I am not poor. I have a roof over my head (as long as I can stay on top of the sky-high mortgage for my cosy, three bed, one bath ranch), I have warm clothes, I have food, I have my basic needs covered. My furnace is running, which is a good thing since it is nine degrees outside. I contributed to charities this year and bought birthday and Christmas gifts. I even have cable and WiFi, which is how I am able to write this, today. Of course, if I had no WiFi, or laptop, I could always go to my local library to use their computers. It would be inconvenient, but obviously, doable.
This is what I want to talk about today; the inconvenience of being in a less than ideal money situation.
My family and I live paycheck to paycheck. We put away a few dollars every week for a rainy day, but our little savings would not do much to save us from financial ruin.
It's something, enough to spring for a part for the ever-failing dryer, or to pay an unexpected expense; provided it was a relatively small one. It won't cover my husband missing a few days of work if he caught the flu, though. My husband is in a union and his salary is very good, but I would love to talk to the geniuses who decided not to negotiate for sick or vacation pay or even holiday pay (hello? Christmas and New Year's?).
In an ideal world, we would figure out the cost of those days off (five major unpaid holidays, two weeks of vacation and another cushion of five days for illness) and we would come up with an amount in the neighborhood of $5000. Saving for that would mean putting aside $100 per week. Putting aside another twenty per week for unexpected costs puts our minimum ideal savings plan at $120 per week. Some weeks we have it, some weeks we don't, for reasons I illustrated earlier.
The problem with this is that often times on the lean weeks we need to borrow from the fat weeks to get through. What winds up happening is that we never really save anything. We usually get a decent tax refund and a shrewd financial planner would probably tell us to put that money aside. That would be great, if at some point we didn't need a new washer/dryer/exhaust system for the car/roof/windows... you get the picture.
The vicious cycle that we live in is that we can never hold onto a chunk of money for very long. It's not that we blow it on fancy clothes or purses or shoes or vacations (ha!), it's that it gets pissed away on stuff that has waited too long to ignore.
This is where the inconvenience part really comes into play. If we had more money, we might be able to look for sales on things, so that we can buy them for less instead of buying them RIGHT! NOW! for whatever cost, because it went bad three days ago and we can't live without it for much longer. It would mean replacing our roof before it starts leaking and the damage drives up the cost. It might mean never having to pay late fees. It also might mean that our credit would be better since we wouldn't be late paying bills. Our mortgage company couldn't charge us all the fees involved with paying late. An extra sixty here and thirty there, really adds up. If our credit was better, we could also negotiate a better rate, instead of the 6.75% we are paying now.
Even with all of this, I haven't even gotten to the worst part: the stress that comes from worry. If all I ever had to worry about was money, I guess I would be okay. I'm okay anyway and of course, there is more to my worry than the balance in my checking account. Having had my middle child go through open heart surgery twice in his young life, I can assure you that when it comes right down to it, when your loved ones are safe and healthy, money seems like a mere nuisance.

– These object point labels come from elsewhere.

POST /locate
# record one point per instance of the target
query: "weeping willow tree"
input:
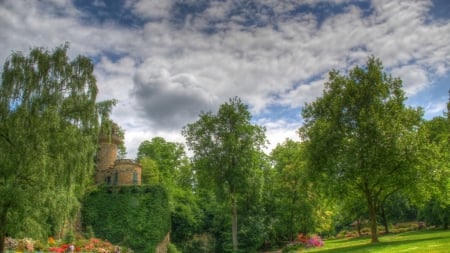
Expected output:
(49, 123)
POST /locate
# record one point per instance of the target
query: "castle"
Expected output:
(109, 169)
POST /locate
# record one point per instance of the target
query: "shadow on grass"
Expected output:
(375, 247)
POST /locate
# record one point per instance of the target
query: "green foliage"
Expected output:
(172, 249)
(227, 154)
(49, 122)
(296, 203)
(361, 137)
(135, 216)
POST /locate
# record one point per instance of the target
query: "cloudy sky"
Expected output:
(168, 60)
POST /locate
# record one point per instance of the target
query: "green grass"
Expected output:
(433, 241)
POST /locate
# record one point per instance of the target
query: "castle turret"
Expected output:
(107, 154)
(111, 171)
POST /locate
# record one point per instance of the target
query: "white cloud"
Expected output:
(164, 75)
(414, 78)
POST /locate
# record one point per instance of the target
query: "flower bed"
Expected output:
(81, 245)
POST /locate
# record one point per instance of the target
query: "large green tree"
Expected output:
(49, 122)
(227, 150)
(360, 136)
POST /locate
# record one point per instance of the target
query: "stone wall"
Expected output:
(164, 245)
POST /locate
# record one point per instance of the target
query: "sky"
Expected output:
(166, 61)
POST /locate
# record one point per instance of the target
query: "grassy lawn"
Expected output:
(432, 241)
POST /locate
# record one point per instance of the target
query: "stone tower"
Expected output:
(111, 171)
(107, 154)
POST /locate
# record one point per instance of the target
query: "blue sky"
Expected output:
(166, 61)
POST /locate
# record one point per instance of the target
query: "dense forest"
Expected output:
(364, 158)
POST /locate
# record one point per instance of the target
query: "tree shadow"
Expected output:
(373, 247)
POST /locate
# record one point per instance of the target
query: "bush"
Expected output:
(172, 249)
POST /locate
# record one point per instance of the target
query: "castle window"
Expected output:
(135, 177)
(116, 178)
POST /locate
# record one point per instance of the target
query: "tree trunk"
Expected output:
(372, 218)
(2, 229)
(358, 226)
(234, 223)
(384, 218)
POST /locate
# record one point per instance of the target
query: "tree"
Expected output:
(360, 136)
(437, 157)
(295, 198)
(168, 156)
(226, 149)
(49, 122)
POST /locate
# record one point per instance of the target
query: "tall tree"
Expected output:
(226, 150)
(360, 136)
(295, 198)
(168, 156)
(49, 122)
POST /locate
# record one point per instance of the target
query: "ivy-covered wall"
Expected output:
(134, 216)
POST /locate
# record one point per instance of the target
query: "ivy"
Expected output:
(134, 216)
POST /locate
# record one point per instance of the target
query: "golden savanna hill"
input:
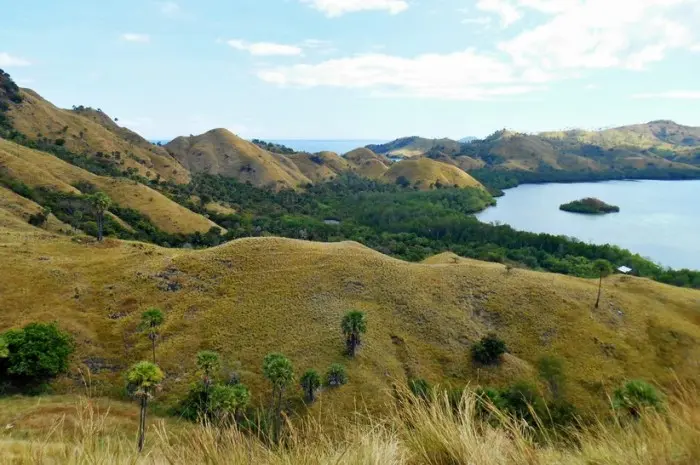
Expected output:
(368, 164)
(426, 173)
(219, 151)
(40, 169)
(94, 134)
(254, 296)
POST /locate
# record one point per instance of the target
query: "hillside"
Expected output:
(426, 173)
(408, 147)
(94, 134)
(40, 169)
(221, 152)
(366, 163)
(254, 296)
(321, 166)
(661, 133)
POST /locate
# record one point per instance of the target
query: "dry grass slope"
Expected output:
(426, 173)
(221, 152)
(410, 432)
(254, 296)
(321, 166)
(36, 169)
(366, 163)
(89, 133)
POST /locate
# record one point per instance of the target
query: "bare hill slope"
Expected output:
(219, 151)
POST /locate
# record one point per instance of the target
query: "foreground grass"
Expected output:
(413, 432)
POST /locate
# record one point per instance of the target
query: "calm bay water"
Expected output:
(659, 220)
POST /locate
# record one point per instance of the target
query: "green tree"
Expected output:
(151, 320)
(144, 378)
(551, 371)
(226, 402)
(310, 382)
(637, 396)
(279, 371)
(336, 375)
(100, 203)
(604, 269)
(37, 352)
(354, 324)
(488, 350)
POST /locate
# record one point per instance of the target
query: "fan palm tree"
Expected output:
(151, 319)
(354, 324)
(144, 377)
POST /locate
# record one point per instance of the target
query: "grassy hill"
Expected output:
(427, 173)
(408, 147)
(366, 163)
(93, 134)
(321, 166)
(221, 152)
(40, 169)
(259, 295)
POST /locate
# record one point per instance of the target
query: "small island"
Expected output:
(589, 206)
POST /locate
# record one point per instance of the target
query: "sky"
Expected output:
(360, 69)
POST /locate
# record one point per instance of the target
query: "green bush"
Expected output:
(336, 375)
(636, 397)
(37, 353)
(420, 388)
(488, 350)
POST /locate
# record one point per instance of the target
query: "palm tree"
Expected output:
(279, 371)
(151, 319)
(145, 377)
(310, 382)
(100, 203)
(604, 268)
(353, 325)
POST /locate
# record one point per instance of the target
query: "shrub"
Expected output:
(336, 375)
(637, 396)
(420, 388)
(488, 350)
(310, 382)
(38, 352)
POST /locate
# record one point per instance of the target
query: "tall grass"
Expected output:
(412, 432)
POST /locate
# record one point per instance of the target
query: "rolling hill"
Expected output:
(40, 169)
(409, 147)
(426, 173)
(254, 296)
(366, 163)
(221, 152)
(321, 166)
(94, 134)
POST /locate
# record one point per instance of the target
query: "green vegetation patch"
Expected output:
(589, 206)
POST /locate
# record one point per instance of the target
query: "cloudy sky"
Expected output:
(374, 69)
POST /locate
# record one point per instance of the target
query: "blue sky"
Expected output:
(360, 69)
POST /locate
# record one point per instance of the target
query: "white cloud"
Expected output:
(133, 37)
(265, 48)
(505, 9)
(335, 8)
(462, 75)
(603, 34)
(671, 94)
(170, 9)
(572, 39)
(9, 61)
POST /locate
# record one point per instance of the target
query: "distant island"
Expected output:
(589, 206)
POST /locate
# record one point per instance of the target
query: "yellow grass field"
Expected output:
(254, 296)
(221, 152)
(427, 173)
(39, 169)
(89, 133)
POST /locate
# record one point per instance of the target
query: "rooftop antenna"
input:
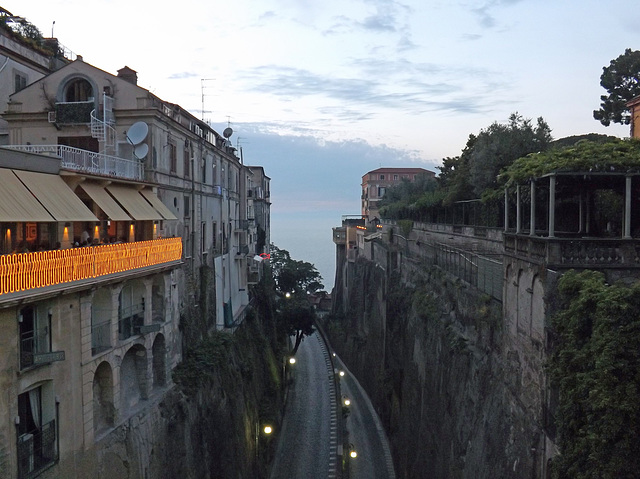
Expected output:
(202, 87)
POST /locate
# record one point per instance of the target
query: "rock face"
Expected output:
(458, 396)
(207, 432)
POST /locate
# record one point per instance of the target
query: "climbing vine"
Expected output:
(596, 369)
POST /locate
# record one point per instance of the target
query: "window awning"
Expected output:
(57, 198)
(158, 205)
(134, 203)
(105, 202)
(17, 203)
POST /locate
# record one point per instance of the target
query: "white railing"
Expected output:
(88, 161)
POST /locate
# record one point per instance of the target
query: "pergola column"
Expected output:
(518, 217)
(506, 209)
(532, 210)
(552, 206)
(627, 208)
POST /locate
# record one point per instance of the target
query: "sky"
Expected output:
(320, 93)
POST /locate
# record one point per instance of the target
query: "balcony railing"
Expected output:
(88, 161)
(37, 450)
(27, 271)
(575, 252)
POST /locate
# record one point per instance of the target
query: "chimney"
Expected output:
(128, 74)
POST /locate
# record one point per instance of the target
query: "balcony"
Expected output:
(30, 271)
(595, 253)
(74, 113)
(90, 162)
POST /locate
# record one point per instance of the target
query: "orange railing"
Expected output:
(25, 271)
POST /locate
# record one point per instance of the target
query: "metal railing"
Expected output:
(26, 271)
(88, 161)
(37, 450)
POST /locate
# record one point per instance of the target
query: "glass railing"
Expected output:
(27, 271)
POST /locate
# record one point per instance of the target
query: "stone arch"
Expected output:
(103, 408)
(133, 378)
(158, 295)
(101, 313)
(159, 352)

You could ask me why I don't work. I mean, I did work full time for about three years after my kids were in school full time. The reasons for my not working now are as simple as no one I want to work for wants to hire me and as complex as my availability. The bottom line is that I want to be home when my kids walk through the door from school. Working around that is challenging. You might scoff and grumble that it's my own fault. I am in a mess of my own making.
You would be right.
I take full responsibility for not earning an income. I also know that when I take my kids to the movies or bowling or out for a cheap bite, I probably can't afford it. I do it anyway. When you don't have any family around, weekends present a challenge. Movies fill the time that a big family dinner would in my husband's or my past. Times change. It's the same reason I don't let the cable lapse.
Which brings me to the reason for this post.

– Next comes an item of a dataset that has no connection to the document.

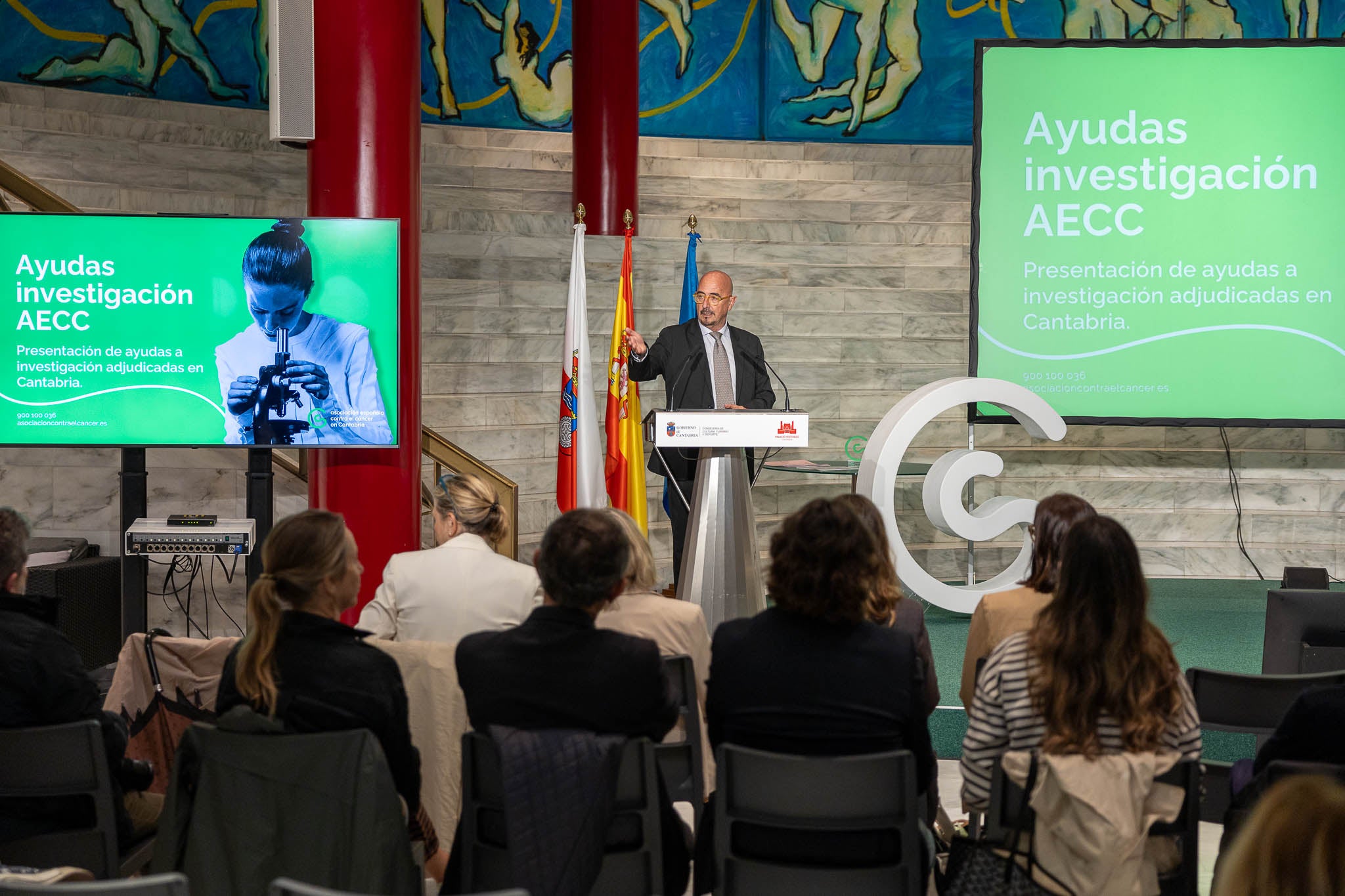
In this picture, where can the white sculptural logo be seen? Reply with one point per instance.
(947, 479)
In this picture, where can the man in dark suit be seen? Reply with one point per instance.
(704, 363)
(558, 671)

Here I am, with my kids on winter break and they shut off the cable and WiFi.
I have a choice: Put what little cash I have left in the bank so that I can pay the bill and have it turned back on, or have a tiny bit of money and wait it out until Friday, when DH gets paid.
Since I have enough food and crock pot recipes to get us through the week, I chose to turn the cable (and phone and WiFi) back on. The prospect of being without, with single digit temps outside, for the last week of Christmas vacation was bleak, to say the least. This way, at least we can use our computer, watch some movies and if friends call to invite us somewhere, they will get through, and not receive a vague message about our phone not "accepting calls" (code for: These deadbeats haven't paid us!).
I know that I am one of the lucky ones. I am not writing this to complain, at least, that is not my primary motivation. I am mostly writing this so that I can see it written out so I can make it better. If I can figure out how to make money less of an issue in the coming year, maybe I can move on to bigger and better things.
I know that there are parts of the problem that are out of my control. It's about taking what IS in my control and fixing it for the better. There is no better time than a new page on the calendar to start.